彼は手を伸ばして、彼女の髪にかかった桜を摘まんだ。彼女は髪にかかった桜の花びらに気づいていない。彼はそっとそれを風に乗せた。
卒業証書を持った彼女と手を繋いで、桜並木の下、皆の輪に戻っていく。
彼はこの結末に、ずっと前から期待していた。
中学生の色恋なんて遊びだ。恋に恋するお年頃。だから愛なんておおそれたものはいらないし、理解はできない。

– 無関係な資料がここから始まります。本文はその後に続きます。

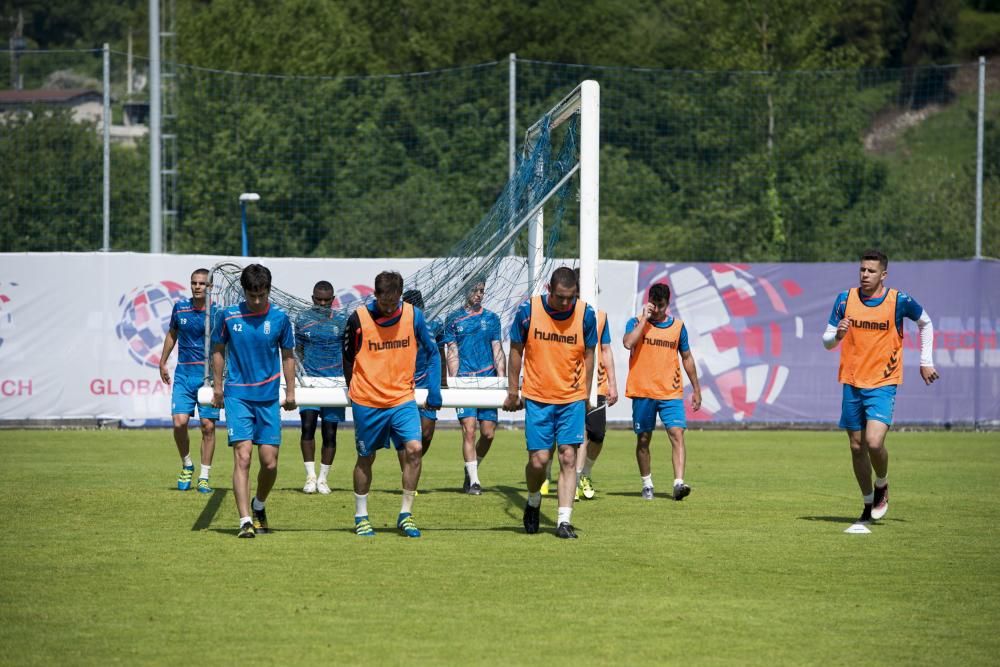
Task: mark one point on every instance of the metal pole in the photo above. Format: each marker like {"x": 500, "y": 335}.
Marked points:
{"x": 155, "y": 196}
{"x": 979, "y": 157}
{"x": 106, "y": 247}
{"x": 243, "y": 217}
{"x": 512, "y": 116}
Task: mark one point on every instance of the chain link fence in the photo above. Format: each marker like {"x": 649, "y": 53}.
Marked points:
{"x": 695, "y": 166}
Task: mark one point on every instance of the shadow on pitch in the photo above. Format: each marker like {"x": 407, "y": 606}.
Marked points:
{"x": 207, "y": 515}
{"x": 846, "y": 519}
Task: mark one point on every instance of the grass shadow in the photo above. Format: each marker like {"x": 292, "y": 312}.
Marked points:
{"x": 211, "y": 508}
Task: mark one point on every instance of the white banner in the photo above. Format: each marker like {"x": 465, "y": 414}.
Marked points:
{"x": 81, "y": 334}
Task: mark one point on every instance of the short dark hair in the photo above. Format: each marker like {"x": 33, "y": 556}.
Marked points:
{"x": 564, "y": 277}
{"x": 414, "y": 298}
{"x": 877, "y": 255}
{"x": 659, "y": 292}
{"x": 255, "y": 278}
{"x": 388, "y": 282}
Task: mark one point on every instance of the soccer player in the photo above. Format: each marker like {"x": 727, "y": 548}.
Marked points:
{"x": 472, "y": 344}
{"x": 258, "y": 339}
{"x": 380, "y": 357}
{"x": 553, "y": 336}
{"x": 867, "y": 322}
{"x": 655, "y": 339}
{"x": 187, "y": 331}
{"x": 421, "y": 377}
{"x": 318, "y": 333}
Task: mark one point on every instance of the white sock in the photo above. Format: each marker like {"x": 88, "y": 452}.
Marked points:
{"x": 360, "y": 505}
{"x": 472, "y": 469}
{"x": 564, "y": 515}
{"x": 408, "y": 497}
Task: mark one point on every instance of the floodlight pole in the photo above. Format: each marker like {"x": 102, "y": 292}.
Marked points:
{"x": 244, "y": 198}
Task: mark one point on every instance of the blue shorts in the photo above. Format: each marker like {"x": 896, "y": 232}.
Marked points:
{"x": 375, "y": 427}
{"x": 644, "y": 411}
{"x": 860, "y": 406}
{"x": 335, "y": 415}
{"x": 258, "y": 421}
{"x": 547, "y": 424}
{"x": 482, "y": 414}
{"x": 184, "y": 397}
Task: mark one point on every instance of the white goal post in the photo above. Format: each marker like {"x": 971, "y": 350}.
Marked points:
{"x": 464, "y": 392}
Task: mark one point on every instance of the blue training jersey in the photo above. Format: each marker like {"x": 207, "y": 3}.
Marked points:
{"x": 318, "y": 331}
{"x": 253, "y": 342}
{"x": 519, "y": 327}
{"x": 682, "y": 343}
{"x": 906, "y": 307}
{"x": 188, "y": 323}
{"x": 473, "y": 334}
{"x": 421, "y": 377}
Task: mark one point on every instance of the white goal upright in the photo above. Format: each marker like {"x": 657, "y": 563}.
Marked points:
{"x": 509, "y": 250}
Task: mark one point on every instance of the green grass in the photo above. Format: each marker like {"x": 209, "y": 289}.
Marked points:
{"x": 103, "y": 562}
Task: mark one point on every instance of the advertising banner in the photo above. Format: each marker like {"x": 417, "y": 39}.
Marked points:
{"x": 81, "y": 334}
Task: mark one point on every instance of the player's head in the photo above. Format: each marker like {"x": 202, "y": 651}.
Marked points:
{"x": 322, "y": 295}
{"x": 562, "y": 288}
{"x": 199, "y": 283}
{"x": 388, "y": 290}
{"x": 873, "y": 269}
{"x": 415, "y": 298}
{"x": 474, "y": 295}
{"x": 256, "y": 283}
{"x": 659, "y": 296}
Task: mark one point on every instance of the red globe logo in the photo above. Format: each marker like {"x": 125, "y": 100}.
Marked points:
{"x": 737, "y": 325}
{"x": 145, "y": 319}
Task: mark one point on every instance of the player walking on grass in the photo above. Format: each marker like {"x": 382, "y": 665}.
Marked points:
{"x": 655, "y": 341}
{"x": 421, "y": 376}
{"x": 380, "y": 357}
{"x": 867, "y": 322}
{"x": 187, "y": 332}
{"x": 472, "y": 342}
{"x": 318, "y": 335}
{"x": 553, "y": 336}
{"x": 258, "y": 339}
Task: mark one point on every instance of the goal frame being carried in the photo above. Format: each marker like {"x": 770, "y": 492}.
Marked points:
{"x": 472, "y": 392}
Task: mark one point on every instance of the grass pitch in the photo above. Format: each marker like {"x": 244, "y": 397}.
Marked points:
{"x": 103, "y": 561}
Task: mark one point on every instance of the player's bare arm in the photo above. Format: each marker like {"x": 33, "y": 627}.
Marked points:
{"x": 608, "y": 357}
{"x": 499, "y": 360}
{"x": 168, "y": 346}
{"x": 691, "y": 368}
{"x": 634, "y": 336}
{"x": 513, "y": 401}
{"x": 288, "y": 369}
{"x": 218, "y": 364}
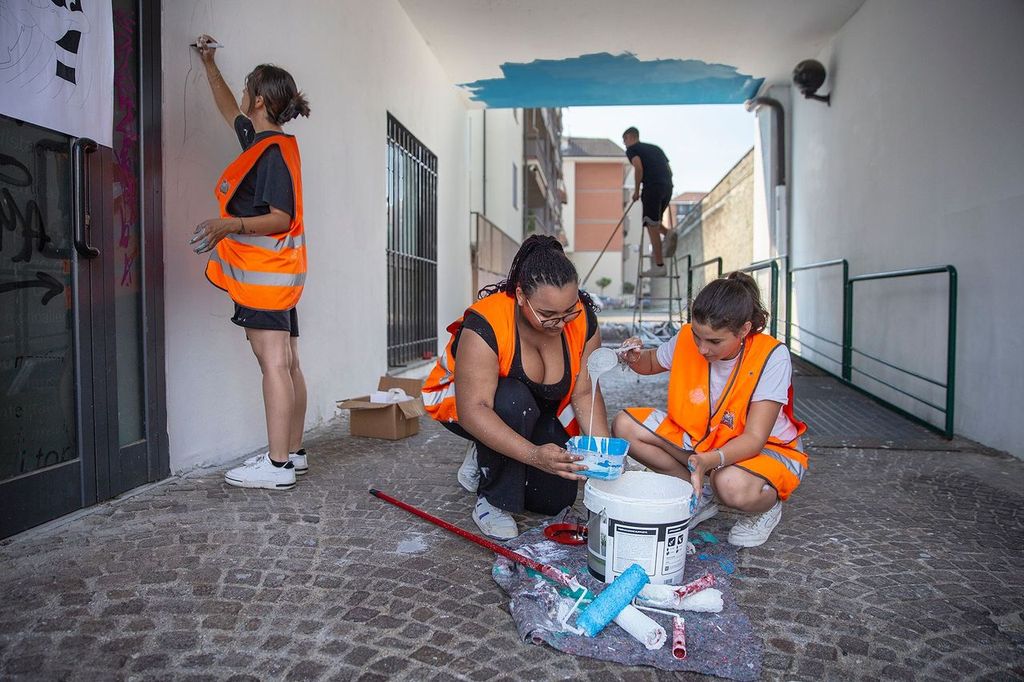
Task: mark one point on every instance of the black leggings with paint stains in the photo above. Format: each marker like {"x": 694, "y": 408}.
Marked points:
{"x": 508, "y": 483}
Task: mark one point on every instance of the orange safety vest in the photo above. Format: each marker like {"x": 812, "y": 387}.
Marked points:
{"x": 261, "y": 271}
{"x": 499, "y": 310}
{"x": 712, "y": 426}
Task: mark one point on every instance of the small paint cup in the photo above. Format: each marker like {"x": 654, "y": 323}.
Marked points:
{"x": 604, "y": 458}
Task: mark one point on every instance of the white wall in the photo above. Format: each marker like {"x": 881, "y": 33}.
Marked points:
{"x": 356, "y": 61}
{"x": 769, "y": 229}
{"x": 568, "y": 209}
{"x": 504, "y": 152}
{"x": 920, "y": 161}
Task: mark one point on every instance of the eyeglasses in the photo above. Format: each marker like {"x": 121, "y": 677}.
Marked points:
{"x": 552, "y": 323}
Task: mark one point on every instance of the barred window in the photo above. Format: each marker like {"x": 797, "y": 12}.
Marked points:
{"x": 412, "y": 247}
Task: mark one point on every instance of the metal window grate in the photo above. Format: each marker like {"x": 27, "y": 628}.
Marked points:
{"x": 412, "y": 247}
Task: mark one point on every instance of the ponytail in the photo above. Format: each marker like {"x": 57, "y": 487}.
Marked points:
{"x": 541, "y": 260}
{"x": 731, "y": 302}
{"x": 281, "y": 96}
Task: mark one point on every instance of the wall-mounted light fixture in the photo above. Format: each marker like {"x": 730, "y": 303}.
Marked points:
{"x": 808, "y": 77}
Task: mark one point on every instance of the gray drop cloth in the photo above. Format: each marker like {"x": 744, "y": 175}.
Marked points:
{"x": 721, "y": 644}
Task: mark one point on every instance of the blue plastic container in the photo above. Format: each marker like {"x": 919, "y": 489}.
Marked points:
{"x": 604, "y": 457}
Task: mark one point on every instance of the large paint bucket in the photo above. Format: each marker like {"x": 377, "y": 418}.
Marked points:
{"x": 641, "y": 517}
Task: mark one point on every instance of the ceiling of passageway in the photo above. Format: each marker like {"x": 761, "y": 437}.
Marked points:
{"x": 580, "y": 52}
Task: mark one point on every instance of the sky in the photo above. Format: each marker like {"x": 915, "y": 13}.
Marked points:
{"x": 702, "y": 141}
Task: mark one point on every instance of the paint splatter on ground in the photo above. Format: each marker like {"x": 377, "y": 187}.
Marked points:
{"x": 414, "y": 545}
{"x": 721, "y": 644}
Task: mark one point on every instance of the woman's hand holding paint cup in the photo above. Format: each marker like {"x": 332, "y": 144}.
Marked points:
{"x": 697, "y": 469}
{"x": 556, "y": 460}
{"x": 209, "y": 232}
{"x": 630, "y": 350}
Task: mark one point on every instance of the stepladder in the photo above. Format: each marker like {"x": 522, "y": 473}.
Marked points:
{"x": 659, "y": 304}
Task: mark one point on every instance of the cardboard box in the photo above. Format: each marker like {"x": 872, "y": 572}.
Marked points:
{"x": 391, "y": 422}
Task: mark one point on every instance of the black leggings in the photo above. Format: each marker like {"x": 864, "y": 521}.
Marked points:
{"x": 508, "y": 483}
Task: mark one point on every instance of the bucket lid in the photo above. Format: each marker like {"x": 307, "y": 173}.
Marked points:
{"x": 646, "y": 486}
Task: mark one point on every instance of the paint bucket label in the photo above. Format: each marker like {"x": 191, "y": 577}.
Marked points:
{"x": 640, "y": 518}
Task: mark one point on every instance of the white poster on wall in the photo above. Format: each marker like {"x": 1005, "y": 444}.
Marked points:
{"x": 56, "y": 65}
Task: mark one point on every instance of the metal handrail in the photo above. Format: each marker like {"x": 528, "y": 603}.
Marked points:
{"x": 773, "y": 264}
{"x": 845, "y": 364}
{"x": 950, "y": 339}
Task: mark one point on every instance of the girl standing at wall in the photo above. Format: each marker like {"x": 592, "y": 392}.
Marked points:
{"x": 259, "y": 255}
{"x": 729, "y": 410}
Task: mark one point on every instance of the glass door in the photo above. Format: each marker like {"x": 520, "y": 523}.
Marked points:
{"x": 41, "y": 454}
{"x": 82, "y": 414}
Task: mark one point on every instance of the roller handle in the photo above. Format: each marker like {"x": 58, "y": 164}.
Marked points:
{"x": 543, "y": 568}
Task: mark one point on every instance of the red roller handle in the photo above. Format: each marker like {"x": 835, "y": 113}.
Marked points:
{"x": 543, "y": 568}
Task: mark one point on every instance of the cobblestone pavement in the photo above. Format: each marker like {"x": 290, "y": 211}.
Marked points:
{"x": 888, "y": 564}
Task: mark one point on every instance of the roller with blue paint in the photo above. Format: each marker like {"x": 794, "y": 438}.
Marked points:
{"x": 611, "y": 604}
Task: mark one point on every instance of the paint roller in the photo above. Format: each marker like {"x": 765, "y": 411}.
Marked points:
{"x": 611, "y": 604}
{"x": 698, "y": 595}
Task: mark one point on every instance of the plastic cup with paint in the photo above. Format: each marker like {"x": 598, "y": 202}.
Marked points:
{"x": 604, "y": 458}
{"x": 599, "y": 363}
{"x": 601, "y": 360}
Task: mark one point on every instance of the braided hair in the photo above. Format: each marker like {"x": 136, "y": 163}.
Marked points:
{"x": 730, "y": 302}
{"x": 540, "y": 261}
{"x": 281, "y": 96}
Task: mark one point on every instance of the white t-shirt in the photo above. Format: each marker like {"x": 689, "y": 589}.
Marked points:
{"x": 773, "y": 385}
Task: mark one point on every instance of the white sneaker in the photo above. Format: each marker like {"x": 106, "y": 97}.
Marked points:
{"x": 707, "y": 509}
{"x": 469, "y": 472}
{"x": 495, "y": 522}
{"x": 298, "y": 460}
{"x": 262, "y": 473}
{"x": 655, "y": 271}
{"x": 669, "y": 244}
{"x": 754, "y": 530}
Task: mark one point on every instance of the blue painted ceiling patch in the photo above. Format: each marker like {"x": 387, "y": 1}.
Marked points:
{"x": 605, "y": 79}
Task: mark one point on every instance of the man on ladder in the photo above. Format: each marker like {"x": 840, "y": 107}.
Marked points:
{"x": 652, "y": 170}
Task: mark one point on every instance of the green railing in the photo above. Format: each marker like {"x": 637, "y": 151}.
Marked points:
{"x": 771, "y": 264}
{"x": 949, "y": 384}
{"x": 847, "y": 349}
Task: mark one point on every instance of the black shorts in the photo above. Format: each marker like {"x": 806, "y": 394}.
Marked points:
{"x": 654, "y": 200}
{"x": 284, "y": 321}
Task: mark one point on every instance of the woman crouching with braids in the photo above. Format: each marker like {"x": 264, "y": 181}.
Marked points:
{"x": 521, "y": 389}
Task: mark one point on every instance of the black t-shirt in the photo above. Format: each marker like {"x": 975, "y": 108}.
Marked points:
{"x": 268, "y": 183}
{"x": 548, "y": 395}
{"x": 655, "y": 164}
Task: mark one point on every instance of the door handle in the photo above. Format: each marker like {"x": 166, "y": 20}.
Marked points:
{"x": 80, "y": 178}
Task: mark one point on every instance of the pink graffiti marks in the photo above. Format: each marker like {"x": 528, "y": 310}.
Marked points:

でも、この人が自分にとって特別だってことは知っていたから。
雨の日に手を引いてくれた先輩の強さも。
走りたくないと言った先輩の弱さも。
どちらも本当の彼女で、そのどちらも自分にとって特別なのだ。
彼女のように、自分を素直に出せられたら。
彼女のように、強く誰かの手を引っ張れたら。
生来引っ込み思案な彼にとって、憧れでもあった。
彼は彼女の手を握る手に力を込める。
これでも努力したのだ。自分を叱咤して、彼女を見かけては声をかけた。学年も違う、部活も違う、委員会も違う。接点なんてまるでない。
だから彼はいつでも彼女の姿を探した。視界の隅に彼女のポニーテールが揺れないか、いつも意識していた。
人はこれを一目惚れというのかもしれない。
たった一回、優しくしてもらっただけ。
たったそれだけのことに、ここまで必死になったのは、彼女が特別だったからなのかもしれない。
……彼女は今日、卒業する。
高校は少し離れた工業高校。同じ地域でほっとした。中学生の間は彼女のようにスマホを持てないから、もし遠距離になったらどうしようかとハラハラしていたのだ。
彼の杞憂はこれだけじゃない。
高校を卒業したら大学、就職が待っている。それまで彼女を捕まえていられるのか。
ヘタレで、弱虫で、ストーカー。去年の夏、散々なことを言われた自分が、どこまでこの人を繋ぎ止めていられるんだろう。
引っ込み思案な彼が告白するなんて、青天の霹靂。二度とこんなことないかもしれない。
だから願わくは。
「先輩」
「なに、稲瀬 」
「ずっとずっと、僕の手を引いていてくださいね」
彼女は一瞬、きょとんとする。
それからこつんと、彼の額を小突いた。
「何言ってるの。今度は君が私の手を引いてよね」
彼女はそう言って彼の指に、自分の指を絡める。
誰から見ても分かる、恋人繋ぎ。
彼の顔が茹で蛸のように赤く染まっていく。
その様子を見て、彼女はくすくすと笑った。
彼女の恋人はとても情けない。
情けないけど、彼女にとってはこれ以上ないほど心強い存在だ。
だから二人の間には、胸をときめかせる「好き」なんて無いけれど。
───彼女と彼は、一歩大人な恋を知っているのだ。